Russland will vom heutigen Dienstag an wieder Erdgas durch die Ukraine nach Westeuropa liefern. “Wenn es keine Hindernisse gibt, wird der...

Brüssel. Russland will vom heutigen Dienstag an wieder Erdgas durch die Ukraine nach Westeuropa liefern. "Wenn es keine Hindernisse gibt, wird der Gastransport um acht Uhr europäischer Zeit beginnen", versprach der Vizechef des russischen Gasmonopolisten Gazprom, Alexander Medwedew, gestern in Brüssel. "Wir hoffen alle, dass dies morgen geschieht." Letzter offener Punkt war der Einsatz internationaler Beobachter an den Messstationen.

"Wir haben die noch offenen Probleme mit der russischen Seite gelöst", sagte EU-Energiekommissar Andris Piebalgs. Es werde etwas dauern, bis das Gas dann bei den Konsumenten ankomme. Entgegen früheren Angaben rechne er dafür aber nur mit einer vergleichsweise kurzen Zeitspanne von etwa 24 bis 30 Stunden, sagte Piebalgs, der zuvor von drei Tagen gesprochen hatte.

Medwedew bestätigte EU-Angaben, wonach alle Seiten die gemeinsame Vereinbarung zur Entsendung von Beobachtern an die Messstationen in ihrer Originalfassung unterzeichnet haben. Moskau hatte die Wiederaufnahme der Gaslieferungen zuletzt noch abgelehnt, weil die ukrainische Seite zusätzliche Bemerkungen zu dem Dokument formuliert hatte. In der eigenmächtig angefügten Erklärung hatte sich Kiew gegen den russischen Vorwurf des Gasdiebstahls gewehrt. Gestern zog die Ukraine diese Erklärung zurück. Der seit knapp einer Woche andauernde Lieferstopp hat in großen Teilen Südosteuropas zu einem Gas-Notstand geführt.

EU-Kommissionspräsident Jose Manuel Barroso sagte zu Lieferzusagen des russischen Regierungschefs Wladimir Putin: "Ich hoffe, dieses Versprechen wird nun eingehalten." Putin habe versprochen, das Gas werde wieder geliefert, sobald die Beobachter an Ort und Stelle seien. "Die Beobachter werden heute einsatzbereit sein, und wir können keine weiteren Verzögerungen oder Entschuldigungen dafür akzeptieren, dass europäische Bürger im Kalten sitzen und das Gas nicht bekommen, für das sie bezahlen", betonte Barroso.

Moskau machte neben dem Abkommen auch eine lückenlose Überwachung der Transitstrecke durch internationale Experten zur Bedingung.

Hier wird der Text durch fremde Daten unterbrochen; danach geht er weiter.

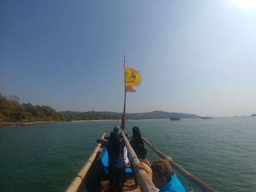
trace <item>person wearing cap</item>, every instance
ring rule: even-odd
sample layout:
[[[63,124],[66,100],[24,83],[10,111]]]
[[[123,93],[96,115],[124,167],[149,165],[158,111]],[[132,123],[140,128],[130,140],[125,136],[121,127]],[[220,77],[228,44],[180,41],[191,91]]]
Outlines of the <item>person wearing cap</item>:
[[[145,163],[140,163],[135,167],[135,172],[144,169],[159,192],[185,192],[181,181],[175,175],[172,166],[165,159],[155,161],[151,167]]]

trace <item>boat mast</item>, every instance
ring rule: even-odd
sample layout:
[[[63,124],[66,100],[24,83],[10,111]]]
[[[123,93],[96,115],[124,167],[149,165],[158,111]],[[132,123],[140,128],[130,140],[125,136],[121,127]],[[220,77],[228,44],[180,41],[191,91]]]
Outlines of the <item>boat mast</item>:
[[[126,88],[126,74],[125,74],[125,55],[124,55],[124,110],[121,117],[121,130],[124,132],[125,130],[125,108],[127,102],[127,88]]]

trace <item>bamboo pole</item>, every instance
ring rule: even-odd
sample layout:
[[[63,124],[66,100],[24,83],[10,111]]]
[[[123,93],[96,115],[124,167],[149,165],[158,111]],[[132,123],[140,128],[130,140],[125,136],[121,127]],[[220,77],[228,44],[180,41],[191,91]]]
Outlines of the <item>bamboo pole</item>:
[[[103,134],[101,137],[101,139],[104,139],[105,134]],[[78,172],[77,176],[75,176],[73,181],[71,183],[68,188],[66,190],[66,192],[76,192],[79,190],[81,184],[83,183],[83,181],[89,170],[92,163],[94,162],[97,154],[99,151],[99,150],[102,147],[102,145],[99,143],[97,147],[95,147],[94,152],[91,153],[89,158],[87,160],[87,162],[84,164],[82,169]]]
[[[125,145],[127,145],[127,150],[130,155],[131,163],[132,164],[133,167],[135,167],[138,164],[140,163],[139,158],[137,157],[135,151],[133,150],[132,146],[129,145],[129,142],[126,137],[124,131],[121,131],[121,135],[124,138]],[[147,173],[143,170],[140,169],[136,174],[138,180],[139,182],[140,188],[143,192],[157,192],[157,188],[154,185],[152,181],[150,180]]]
[[[189,172],[187,172],[185,169],[184,169],[181,166],[176,163],[172,158],[170,158],[169,156],[166,155],[165,153],[163,153],[162,151],[158,150],[157,147],[154,147],[146,139],[143,137],[143,141],[146,142],[146,145],[149,147],[151,147],[154,152],[156,152],[157,154],[158,154],[160,157],[165,159],[170,159],[169,161],[169,163],[180,173],[181,173],[183,175],[184,175],[187,179],[191,180],[197,187],[198,187],[200,189],[201,189],[203,191],[207,191],[207,192],[217,192],[215,188],[213,187],[209,186],[206,183],[205,183],[203,181],[195,177],[195,175],[192,174]]]

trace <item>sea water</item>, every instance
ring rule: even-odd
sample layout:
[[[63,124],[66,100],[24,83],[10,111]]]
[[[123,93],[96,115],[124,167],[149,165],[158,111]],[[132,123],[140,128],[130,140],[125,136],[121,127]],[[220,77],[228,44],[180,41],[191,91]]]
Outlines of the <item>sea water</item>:
[[[102,133],[120,121],[0,126],[0,191],[64,191]],[[136,120],[155,147],[219,191],[256,188],[256,118]],[[150,161],[159,157],[148,147]],[[177,174],[187,191],[197,188]]]

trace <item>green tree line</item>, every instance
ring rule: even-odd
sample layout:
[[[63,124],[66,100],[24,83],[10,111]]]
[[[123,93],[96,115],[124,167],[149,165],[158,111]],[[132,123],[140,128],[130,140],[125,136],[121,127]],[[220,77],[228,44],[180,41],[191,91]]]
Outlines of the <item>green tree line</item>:
[[[0,93],[0,120],[34,122],[62,121],[63,115],[56,112],[50,106],[36,105],[30,103],[20,104],[16,96],[4,96]]]

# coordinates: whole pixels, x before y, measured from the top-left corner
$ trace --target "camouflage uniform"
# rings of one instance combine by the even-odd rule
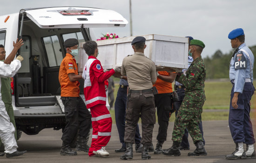
[[[194,143],[203,141],[198,123],[201,120],[204,94],[205,67],[202,56],[191,63],[186,72],[177,76],[176,80],[186,88],[185,97],[175,119],[172,134],[173,141],[181,142],[187,127]]]

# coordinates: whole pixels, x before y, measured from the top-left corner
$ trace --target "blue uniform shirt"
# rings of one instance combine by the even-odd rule
[[[253,82],[253,63],[254,56],[251,50],[246,46],[245,43],[241,44],[238,48],[238,52],[232,57],[230,61],[229,67],[229,79],[233,81],[235,84],[234,92],[243,93],[243,86],[245,82],[245,78],[250,79]],[[251,71],[250,65],[250,60],[247,55],[241,51],[243,49],[249,55],[252,62]]]
[[[126,80],[121,79],[119,82],[119,84],[128,86],[128,82]]]
[[[188,69],[189,69],[189,66],[190,66],[190,65],[191,64],[191,63],[193,62],[193,57],[191,56],[189,56],[188,59],[188,59],[189,63],[188,63]],[[187,69],[183,69],[182,70],[182,71],[184,72],[184,71],[186,71],[186,70],[187,70]],[[182,84],[181,84],[179,82],[176,82],[176,81],[175,81],[175,84],[176,86],[182,86]]]

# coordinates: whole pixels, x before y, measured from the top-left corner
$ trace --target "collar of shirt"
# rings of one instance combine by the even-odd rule
[[[193,57],[189,56],[189,62],[193,62]]]
[[[241,48],[243,48],[245,46],[246,46],[245,43],[243,43],[240,46],[239,46],[238,49],[241,49]]]
[[[198,60],[198,59],[200,59],[202,57],[202,56],[200,56],[197,57],[197,58],[195,59],[194,60],[194,61],[193,61],[192,63],[194,63],[195,62],[195,61],[196,61],[196,60]]]
[[[97,58],[96,58],[96,57],[95,56],[90,56],[88,57],[88,59],[91,59],[91,58],[97,59]]]
[[[71,55],[71,54],[69,54],[69,53],[66,53],[66,56],[69,56],[70,58],[72,58],[72,59],[74,59],[74,57],[73,56],[72,56],[72,55]]]
[[[144,53],[141,53],[141,52],[135,52],[135,53],[134,53],[134,54],[138,54],[139,55],[145,56],[145,55],[144,54]]]

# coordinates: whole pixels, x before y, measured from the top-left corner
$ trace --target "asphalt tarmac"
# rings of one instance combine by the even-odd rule
[[[163,144],[163,149],[167,149],[172,144],[171,135],[174,123],[170,122],[168,129],[167,140]],[[225,155],[231,154],[235,150],[235,144],[231,137],[228,121],[209,121],[203,122],[204,138],[206,141],[205,149],[208,152],[207,156],[188,157],[189,152],[193,152],[195,147],[193,144],[191,138],[189,137],[190,150],[182,150],[180,157],[168,157],[162,154],[154,155],[150,153],[151,159],[141,160],[141,154],[134,152],[133,159],[128,160],[121,160],[119,157],[122,153],[115,153],[115,149],[121,147],[116,126],[112,126],[112,136],[107,150],[110,155],[108,157],[94,156],[89,157],[88,153],[78,151],[74,156],[61,156],[60,148],[61,144],[61,130],[54,131],[52,129],[44,129],[36,135],[27,135],[22,133],[18,142],[19,150],[27,150],[27,152],[23,156],[11,158],[5,156],[0,157],[0,163],[256,163],[256,159],[230,160],[224,158]],[[254,126],[254,133],[256,133],[256,126]],[[140,127],[141,129],[141,126]],[[155,147],[156,135],[158,125],[155,126],[153,132],[153,144]],[[90,143],[91,140],[90,138]],[[255,145],[255,147],[256,147]],[[134,145],[134,150],[135,149]]]

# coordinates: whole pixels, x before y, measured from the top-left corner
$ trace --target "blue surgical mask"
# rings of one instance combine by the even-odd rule
[[[78,49],[73,49],[71,50],[71,52],[70,53],[72,56],[75,56],[78,55]]]
[[[192,56],[192,53],[190,52],[191,49],[189,49],[189,56]]]

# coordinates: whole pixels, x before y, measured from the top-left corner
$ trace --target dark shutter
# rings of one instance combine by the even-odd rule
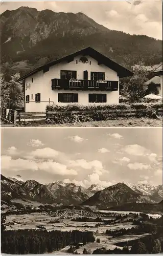
[[[73,102],[78,102],[78,93],[73,93]]]
[[[83,77],[84,77],[84,80],[88,80],[88,71],[87,70],[85,70],[83,72]]]
[[[58,93],[58,102],[63,102],[63,93]]]
[[[106,102],[106,94],[102,94],[102,102]]]
[[[41,101],[41,94],[37,93],[37,102],[40,102]]]
[[[118,90],[118,81],[111,81],[111,90],[112,91]]]
[[[26,95],[26,103],[29,103],[30,102],[30,95]]]
[[[77,78],[77,72],[76,71],[72,71],[72,78]]]
[[[92,103],[94,102],[94,94],[89,94],[89,102],[90,103]]]

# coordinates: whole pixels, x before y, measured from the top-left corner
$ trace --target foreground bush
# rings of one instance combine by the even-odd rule
[[[69,104],[46,106],[46,123],[74,123],[77,122],[113,120],[118,118],[151,117],[152,111],[162,109],[162,103],[122,103],[118,105]],[[49,111],[56,112],[50,113]],[[77,112],[76,112],[76,111]],[[80,111],[78,112],[78,111]],[[162,112],[159,114],[161,114]]]

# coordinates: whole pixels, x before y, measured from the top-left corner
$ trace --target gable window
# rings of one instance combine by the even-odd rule
[[[89,94],[89,102],[103,103],[106,102],[106,94],[99,93]]]
[[[90,72],[90,80],[105,80],[105,73]]]
[[[58,102],[78,102],[78,94],[58,93]]]
[[[76,79],[77,72],[71,70],[61,70],[61,79],[71,79],[72,78]]]
[[[30,95],[26,95],[26,102],[29,103],[29,102],[30,102]]]
[[[35,94],[35,102],[40,102],[41,101],[41,94],[36,93]]]

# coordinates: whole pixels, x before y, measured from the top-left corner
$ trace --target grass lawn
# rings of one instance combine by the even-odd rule
[[[35,124],[37,125],[37,124]],[[39,124],[38,124],[39,125]],[[78,122],[69,124],[41,124],[41,126],[55,127],[55,126],[71,126],[71,127],[128,127],[128,126],[151,126],[162,127],[162,119],[155,119],[151,118],[118,118],[116,120],[108,120],[106,121],[91,121],[89,122]]]

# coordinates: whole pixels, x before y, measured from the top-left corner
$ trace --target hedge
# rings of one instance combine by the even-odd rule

Am Wochenende traten Fachleute in Russland und in der Ukraine ihren Dienst an. Gazprom-Vize Medwedew betonte in Brüssel, an mehreren Orten fehlten noch Beobachter. Die Flugzeuge stünden aber bereit, um die Experten an die Messstationen zu bringen.

Neuer Streit kündigte sich über die Dauer des Einsatzes an. Gazprom-Vertreter sagten, die Beobachter könnten eine dauerhafte Überwachung der Lieferungen gewährleisten. Die Ukraine will die Mission nach früheren Angaben hingegen auf einen Monat begrenzen. Staatssekretär Peter Hintze vom Bundeswirtschaftsministerium schlug eine Einsatzgruppe für künftige Konflikte vor: "Wir brauchen einen Mechanismus, mit dem wir zukünftige Krisen - ich denke da sorgenvoll an den nächsten Winter - schneller abwenden können."

Seit einigen Tagen versorgt Gazprom den Westen verstärkt über die nördliche Route durch Weißrussland und Polen nach Deutschland. Diese Lieferungen erreichen aber nicht alle betroffenen EU-Länder. In Bulgarien haben Unternehmen wegen des Lieferstopps bisher Verluste von insgesamt 35 Millionen Euro verzeichnet. Das Land ist zu 95 Prozent von russischen Gaslieferungen durch die Ukraine abhängig und erhält seit fast einer Woche kein Gas mehr. Auslöser für die in der Geschichte der russischen Gasexporte bislang einmalige Blockade ist der Streit zwischen Moskau und Kiew um Gaspreise und Transitgebühren.